Blue Urea: A fertiliser with reduced environmental impact
Scientists and engineers have created a fertiliser with reduced environmental impact called Blue Urea.
The world is fast approaching the limit of its ability to feed itself so maximising the efficiency of food production is imperative. As crops grow they use up nutrients from the earth so fertilizers are needed to replenish the soil and maintain agricultural productivity. That’s why, until we can make a step change to increasing organic matter in soils, synthetic nitrogen fertilizers such as urea are a necessity for food production and a vital component in achieving global food security.
The problem is that the production process of urea, (which accounts for more than 70% of worldwide fertilizer usage) emits CO₂, a greenhouse gas that is a major contributor to climate change. Scientists at the University of Sheffield's Institute for Sustainable Food and Energy Institute have found a way to produce urea that reduces CO₂ emissions by up to 21%.

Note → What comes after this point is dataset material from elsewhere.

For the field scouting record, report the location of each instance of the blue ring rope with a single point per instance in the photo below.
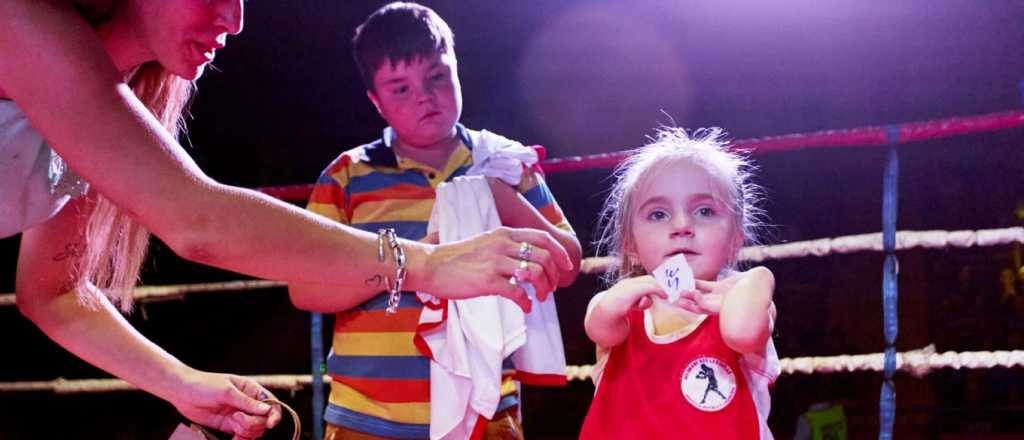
(890, 289)
(316, 355)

The paper, Blue Urea: A fertiliser with reduced environmental impact by Justin Driver, Rhodri Owen, Terence Makanyire, Janice Lake, James McGregor and Peter Styring is published in ‘Frontiers in Energy Research’ and outlines a number of steps in the production process that when combined lead to a dramatic reduction in the overall CO₂ emitted in the fertilizer’s production.
This was a challenging piece of work due to the complexities of the design. However we got there eventually to produce a very effective fertiliser. There were many delays so we missed the growing season on the farm. Thankfully we were able to use the season long growing facilities in University of Sheffield’s Institute for Sustainable Food which saved the day! The project was funded by BBSRC and Innovate UK and provided us with legacy facilities at scale that we have been able to repurpose in further projects.
Professor Peter Styring
Professor of Chemical Engineering and Chemistry
Saving emissions through decentralising the production process
Urea is normally manufactured in production plants at an enormous scale, with the pelletised urea product then distributed ready for use. The paper demonstrates that the production of Blue Urea can be decentralised and scaled down so significantly that it can be produced at point of use. This means there’s an emissions and cost saving because there is no need to transport the urea long distances between where it is produced and ultimately used. Further cost and energy savings are made because drying and pelletisation, which was required for transportation, is no longer needed.
Saving emissions through changing the way hydrogen is produced
One of the ingredients of urea is hydrogen. The traditional way of making hydrogen is through a process called steam reformation. The downside of steam reformation is that it requires high temperatures. To achieve those high temperatures we need to combust fossil fuels and when combusted, fossil fuels release CO₂ into the atmosphere.
There is an alternative way to produce hydrogen that uses renewable energy and does not need fossil fuels as a feedstock for combustion. Electrolysis is a process that can split water into hydrogen and oxygen. If the process is powered by electricity generated from renewable sources such as wind and solar power the process of making hydrogen becomes carbon neutral.
Saving emissions by reusing CO2
Another ingredient for urea is carbon dioxide. This is traditionally produced in the same steam reformation process that is used to create hydrogen. But if hydrogen is produced by electrolysis, the CO₂ has to be sourced from elsewhere. The CO₂ can either be captured and recycled from another emissions source or it can even be extracted from the air. To find out more about the process of capturing and reusing CO₂, take a look at the research being carried out at the University of Sheffield’s Energy Institute.
Saving emissions by reducing temperatures throughout the production process
The traditional method of producing urea requires high temperatures, and therefore the use of fossil fuels throughout. But to enable production to be decentralised and made on site the authors of this paper have found an alternative method of production that requires ambient temperatures. This again, removes the need for fossil fuel combustion and its associated emissions.
Whilst the paper shows that urea can be made in a way that has reduced environmental impact, the authors acknowledge that the new processes increase the costs of production. This is mainly due to losing the economies of scale achieved in mass production and the energy needed for the electrolysis in hydrogen production. Further research is needed to balance the commercial viability and environmental impact of fertilizers.